Can, Sanem'in yüzünü avuçlarının arasına aldı. "Şşş, sakin ol. Öyle bir şey yok, olmayacak da. O şu an cezasını çekiyor ve ne sana, ne bana, ne de bebeğimize bir zarar verebilir." Sanem'in saçına derin bir öpücük kondurdu, onu koklayarak.
"Ama ya kaçtıysa? Ya gerçekten zarar verirse? Ne yapacağız Can?"
"Ben burada, senin, sizin yanınızda oldukça hiçbir şey yapamaz bize. Sakin ol, tamam mı? Sakin..."
"Hiç ayrılma yanımdan, yanımızdan. Bizim sana ihtiyacımız var."
"Asla ayrılmam. Hadi gel, kahvaltını yap sonra uzanırsın."
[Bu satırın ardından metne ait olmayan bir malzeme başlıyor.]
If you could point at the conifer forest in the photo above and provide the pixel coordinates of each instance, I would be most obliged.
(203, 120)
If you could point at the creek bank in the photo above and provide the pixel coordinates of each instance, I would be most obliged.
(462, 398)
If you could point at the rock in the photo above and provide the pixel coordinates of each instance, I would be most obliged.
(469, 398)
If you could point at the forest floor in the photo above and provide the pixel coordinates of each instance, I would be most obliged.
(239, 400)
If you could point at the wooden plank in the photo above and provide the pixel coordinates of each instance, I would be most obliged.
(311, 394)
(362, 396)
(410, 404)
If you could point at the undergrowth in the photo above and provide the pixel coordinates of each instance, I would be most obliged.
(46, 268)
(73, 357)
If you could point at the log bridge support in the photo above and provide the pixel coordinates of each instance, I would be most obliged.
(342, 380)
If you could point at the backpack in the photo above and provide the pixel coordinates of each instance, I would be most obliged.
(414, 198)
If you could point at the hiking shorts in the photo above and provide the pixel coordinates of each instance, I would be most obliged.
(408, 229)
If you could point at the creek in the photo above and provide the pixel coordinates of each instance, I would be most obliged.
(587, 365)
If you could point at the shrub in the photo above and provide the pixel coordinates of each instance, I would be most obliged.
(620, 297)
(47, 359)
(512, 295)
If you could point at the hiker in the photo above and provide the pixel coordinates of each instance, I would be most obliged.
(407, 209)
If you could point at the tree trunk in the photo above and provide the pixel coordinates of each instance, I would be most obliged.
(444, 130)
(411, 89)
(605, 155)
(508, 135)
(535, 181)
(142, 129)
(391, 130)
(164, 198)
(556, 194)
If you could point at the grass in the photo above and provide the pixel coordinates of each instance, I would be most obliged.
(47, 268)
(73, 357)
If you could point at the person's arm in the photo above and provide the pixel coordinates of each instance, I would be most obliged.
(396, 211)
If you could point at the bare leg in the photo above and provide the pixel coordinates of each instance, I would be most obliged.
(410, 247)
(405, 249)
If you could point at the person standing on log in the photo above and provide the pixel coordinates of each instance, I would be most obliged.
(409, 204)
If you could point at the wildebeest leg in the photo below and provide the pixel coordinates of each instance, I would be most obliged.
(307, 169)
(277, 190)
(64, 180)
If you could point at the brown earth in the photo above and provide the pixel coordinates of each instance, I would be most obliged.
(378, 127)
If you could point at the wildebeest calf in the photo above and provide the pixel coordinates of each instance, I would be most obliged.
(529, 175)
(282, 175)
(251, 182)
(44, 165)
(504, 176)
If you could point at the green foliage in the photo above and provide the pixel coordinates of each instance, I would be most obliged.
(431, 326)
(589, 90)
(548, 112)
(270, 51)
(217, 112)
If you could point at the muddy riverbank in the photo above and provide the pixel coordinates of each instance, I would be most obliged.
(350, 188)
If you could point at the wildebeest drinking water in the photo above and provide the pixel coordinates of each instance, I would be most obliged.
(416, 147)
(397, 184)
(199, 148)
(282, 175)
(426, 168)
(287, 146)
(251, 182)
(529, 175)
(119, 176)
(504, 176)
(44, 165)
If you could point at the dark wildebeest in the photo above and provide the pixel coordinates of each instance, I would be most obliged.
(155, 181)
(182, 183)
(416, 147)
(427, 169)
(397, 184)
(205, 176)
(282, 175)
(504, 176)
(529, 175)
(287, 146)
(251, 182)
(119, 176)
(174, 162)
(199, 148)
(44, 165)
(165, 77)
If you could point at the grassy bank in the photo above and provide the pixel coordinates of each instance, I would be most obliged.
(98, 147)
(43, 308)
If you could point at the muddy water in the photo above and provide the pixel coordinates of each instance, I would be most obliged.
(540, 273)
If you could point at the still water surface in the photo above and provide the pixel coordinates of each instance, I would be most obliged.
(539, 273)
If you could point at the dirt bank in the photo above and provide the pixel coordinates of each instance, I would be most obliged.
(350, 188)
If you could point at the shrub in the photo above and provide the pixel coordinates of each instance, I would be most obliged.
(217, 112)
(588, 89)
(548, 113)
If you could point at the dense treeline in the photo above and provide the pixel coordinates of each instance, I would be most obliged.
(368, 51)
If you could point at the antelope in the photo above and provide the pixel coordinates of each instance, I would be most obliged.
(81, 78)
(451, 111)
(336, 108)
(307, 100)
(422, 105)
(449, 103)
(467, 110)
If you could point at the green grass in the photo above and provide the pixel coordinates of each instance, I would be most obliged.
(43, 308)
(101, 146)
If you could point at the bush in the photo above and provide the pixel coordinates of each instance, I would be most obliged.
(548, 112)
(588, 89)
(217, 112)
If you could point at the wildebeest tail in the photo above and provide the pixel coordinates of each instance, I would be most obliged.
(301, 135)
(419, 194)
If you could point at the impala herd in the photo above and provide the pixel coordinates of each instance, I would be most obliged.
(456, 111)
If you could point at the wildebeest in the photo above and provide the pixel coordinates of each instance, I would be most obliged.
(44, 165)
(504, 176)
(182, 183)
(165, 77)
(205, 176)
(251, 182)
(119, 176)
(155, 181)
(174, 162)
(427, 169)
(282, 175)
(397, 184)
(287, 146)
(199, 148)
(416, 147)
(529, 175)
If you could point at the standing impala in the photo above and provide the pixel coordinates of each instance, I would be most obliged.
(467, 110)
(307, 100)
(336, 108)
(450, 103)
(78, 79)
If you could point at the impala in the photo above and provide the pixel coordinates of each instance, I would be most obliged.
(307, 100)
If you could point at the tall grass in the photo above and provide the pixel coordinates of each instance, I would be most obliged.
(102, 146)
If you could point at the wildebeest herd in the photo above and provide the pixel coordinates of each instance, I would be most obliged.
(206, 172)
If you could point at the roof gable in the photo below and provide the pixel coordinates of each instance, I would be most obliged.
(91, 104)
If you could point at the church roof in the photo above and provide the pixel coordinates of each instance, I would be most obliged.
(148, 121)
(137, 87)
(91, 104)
"İştahım kaçtı, yemeyeceğim."
"Olmaz öyle, yiyeceksin. Çünkü bebeğimizin de buna ihtiyacı var. Sen kahvaltı yaparken ben de mesajın kimden olduğunu bulurum."
"Tamam, birazcık yerim o zaman, çok az."
Can güldü ve Sanem'in sandalyesini çekti. "Tamam, çok az yersin."
Sanem huzursuzdu, Can bunun farkındaydı. Bir çözüm bulmalıydı, numaranın kime ait olduğunu bulmalıydı. Yiğit'se eğer, ne yapacaktı? Ailesini korumalıydı, ne olursa olsun korumalıydı onları. Onlara tek bir zarar gelmesi her şeyi en başına döndürürdü. Kimseye bir zarar gelmeden çözecekti bu sorunu. Mesajı, mesajdaki gizemi, numaranın sahibini. Kötü niyetli olan bu mesajın sahibini bulduğunda onu süründürmeyi planlıyordu. Karısını, dünyanın en güzel kadınını ve karnındaki çocuğunu korumak için elinden ne gelirse yapacaktı, hatta daha fazlasını da. Bir aile kurmak çok zordu ancak bir ailenin yıkılması çok kolaydı. Geçmişinden biliyordu. Annesi sandığı kadının gidişinden, kendisinin yapayalnız kalışından, hayatının onu bir yerlere savurup duruşundan. En çok da aynı şeyleri kendi kurduğu ailesinin yaşamaması için çabalayacaktı ve onları dünyanın en mutlu, en huzurlu insanları yapacaktı.
Can telefonu eline aldığı gibi Emre'yi aradı.
"Ooo günaydın baba adayı."
"Günaydın, günaydın da... Bir sorunumuz var."
"Ne sorunu?"
"Telefonda anlatamam, buluşmamız lazım. Sen Leyla'yı al, çiftliğe geç. Ben de Sanem'le çiftliğe geleyim, yalnız kalmasın."
"Tamam biz gidiyoruz o zaman, orada görüşürüz."
"Görüşürüz." dedi ve telefonu kapattı. Sanem'in telefonundan mesajın ekran görüntüsünü alıp kendi telefonuna yolladı ve telefonu Sanem'e uzattı.
"Sevgilim," endişeyle Sanem'in yüzüne ve gözlerine baktı. "İyisin değil mi?"
"Deniyorum, bebeğimiz için."
"Aferin. Hadi kalk, hazırlan. Çiftliğe bırakacağım seni, sonra Emre'yle bulup mesaj sorununu çözeceğim."
"Ben de seninle gelsem? Merak ederim seni."
"İstediğinde zaman ararsın beni, söz halledip geleceğim seni almaya."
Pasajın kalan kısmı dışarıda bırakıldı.